Editor's Note: The headline for this story was corrected on Aug 5, 2021. It originally said cases were likely 60% higher, which is incorrect. We apologize for the mathematical error.
University of Washington at Seattle researchers estimate that 60% of US COVID-19 cases have gone unreported due to biases in test data and delayed reporting, according to a modeling study yesterday in the Proceedings of the National Academy of Sciences.
The researchers used multiple data sources, including likely unbiased representative random testing surveys from Indiana and Ohio, to estimate the true number of coronavirus infections in both the country and in each state for 1 year starting in March 2020. Their model included likelihood components that combine data on COVID-19 deaths, confirmed cases, and the number of tests administered each day.
Senior author Adrian Raftery, PhD, said in a University of Washington press release that each data source has its own flaws that would give a biased picture of the true prevalence of COVID-19. "What we wanted to do is to develop a framework that corrects the flaws in multiple data sources and draws on their strengths to give us an idea of COVID-19's prevalence in a region, a state or the country as a whole," he said.
Prevalence in US, Indiana, Ohio
About 65 million US residents (19.7%) likely had COVID-19 by Mar 7, the model shows. Until that point, only about 1 of every 2.3 infections had been confirmed, suggesting that about 60% of all infections had been unreported.
"Our results indicate that a large majority of COVID infections go unreported," the authors wrote. "Even so, we find that the United States was still far from reaching herd immunity to the virus in early March 2021 from infections alone. This suggests that continued mitigation and an aggressive vaccination effort are necessary to surpass the herd-immunity threshold without incurring many more deaths due to the disease."
Indiana saw a COVID-19 infection fatality rate (IFR) of 0.84% and a cumulative incidence of 22.9%, representing 1.5 million infections, or nearly one-quarter of the state, as of Mar 7. For every confirmed case, another 2.3 may have gone unreported, the researchers said, although they note that more undercounting was done early in the pandemic.
There had probably been more than 800 COVID-19 cases in Indiana by the time of the first reported case there on Mar 6, 2020. Soon after, Indiana Gov. Eric Holcomb declared a state of emergency, closed schools, ended indoor dining, and issued stay-at-home orders. The first pandemic wave there peaked roughly 2 weeks later, according to the model.
By May 1, 2020, 274,000 infections had likely occurred, in contrast to the 18,630 confirmed cases by that time, for a cumulative incidence of 4.1% and an undercount factor of 14.7.

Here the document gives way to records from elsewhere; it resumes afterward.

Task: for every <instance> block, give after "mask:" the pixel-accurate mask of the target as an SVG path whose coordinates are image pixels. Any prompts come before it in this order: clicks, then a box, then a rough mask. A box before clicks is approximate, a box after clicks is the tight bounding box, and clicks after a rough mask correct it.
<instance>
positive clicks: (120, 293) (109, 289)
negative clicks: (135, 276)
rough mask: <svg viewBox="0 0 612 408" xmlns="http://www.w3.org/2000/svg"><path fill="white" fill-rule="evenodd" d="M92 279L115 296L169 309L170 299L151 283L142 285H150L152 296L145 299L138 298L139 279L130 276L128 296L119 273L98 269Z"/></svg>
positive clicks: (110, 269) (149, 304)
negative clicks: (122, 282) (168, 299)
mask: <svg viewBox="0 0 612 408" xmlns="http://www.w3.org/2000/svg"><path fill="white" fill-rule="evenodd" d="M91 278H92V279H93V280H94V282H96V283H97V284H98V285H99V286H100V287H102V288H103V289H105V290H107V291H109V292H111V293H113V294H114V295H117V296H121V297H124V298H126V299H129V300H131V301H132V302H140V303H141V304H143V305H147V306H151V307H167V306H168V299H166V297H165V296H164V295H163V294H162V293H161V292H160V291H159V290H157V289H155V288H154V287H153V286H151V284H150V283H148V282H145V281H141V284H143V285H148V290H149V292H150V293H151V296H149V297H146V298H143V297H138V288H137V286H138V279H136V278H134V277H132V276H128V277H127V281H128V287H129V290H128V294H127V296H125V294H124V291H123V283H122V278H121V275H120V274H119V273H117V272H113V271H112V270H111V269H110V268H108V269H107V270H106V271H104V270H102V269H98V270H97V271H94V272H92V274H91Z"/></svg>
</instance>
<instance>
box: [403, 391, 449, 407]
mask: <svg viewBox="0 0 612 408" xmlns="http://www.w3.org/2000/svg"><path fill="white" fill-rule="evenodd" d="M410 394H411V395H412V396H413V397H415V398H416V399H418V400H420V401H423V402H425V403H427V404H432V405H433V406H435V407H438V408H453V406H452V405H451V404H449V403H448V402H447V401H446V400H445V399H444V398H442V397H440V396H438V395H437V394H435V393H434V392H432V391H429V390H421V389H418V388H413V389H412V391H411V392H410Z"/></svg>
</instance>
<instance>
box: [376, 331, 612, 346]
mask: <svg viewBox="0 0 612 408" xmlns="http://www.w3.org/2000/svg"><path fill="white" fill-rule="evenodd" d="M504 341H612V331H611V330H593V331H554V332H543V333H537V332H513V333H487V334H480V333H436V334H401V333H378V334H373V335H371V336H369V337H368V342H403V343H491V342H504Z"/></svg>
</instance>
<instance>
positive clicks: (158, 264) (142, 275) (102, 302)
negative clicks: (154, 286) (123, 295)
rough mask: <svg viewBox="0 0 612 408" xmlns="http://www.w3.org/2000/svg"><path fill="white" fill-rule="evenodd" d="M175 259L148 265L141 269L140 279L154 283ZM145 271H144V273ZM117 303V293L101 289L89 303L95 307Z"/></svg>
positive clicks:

In Ohio, the model revealed an estimated IFR of 0.83%. The cumulative incidence was 19.5% by Mar 7, and the undercount factor was 2.3. About a year prior, on Mar 9, 2020, Ohio Gov. Mike DeWine had declared a state of emergency and issued stay-at-home orders 2 weeks later. Businesses were allowed to start reopening on May 1, 2020.
Modeling shows that the first wave of infections in Ohio increased in March 2020, probably peaked by late April, stayed at a sustained level throughout the summer, and then picked up again in the fall.
A call for regular state-level random testing
The estimated undercounts, which varied widely across states, could have had several causes, lead author Nicholas Irons, a doctoral student, said in the press release.
"It can depend on the severity of the pandemic and the amount of testing in that state," he said. "If you have a state with severe pandemic but limited testing, the undercount can be very high, and you're missing the vast majority of infections that are occurring. Or, you could have a situation where testing is widespread and the pandemic is not as severe. There, the undercount rate would be lower."
Under the ideal scenario, Raftery said, states would conduct regular random testing of residents to estimate the true COVID-19 prevalence, like Indiana and Ohio did. "We think this tool can make a difference by giving the people in charge a more accurate picture of how many people are infected, and what fraction of them are being missed by current testing and treatment efforts," he said.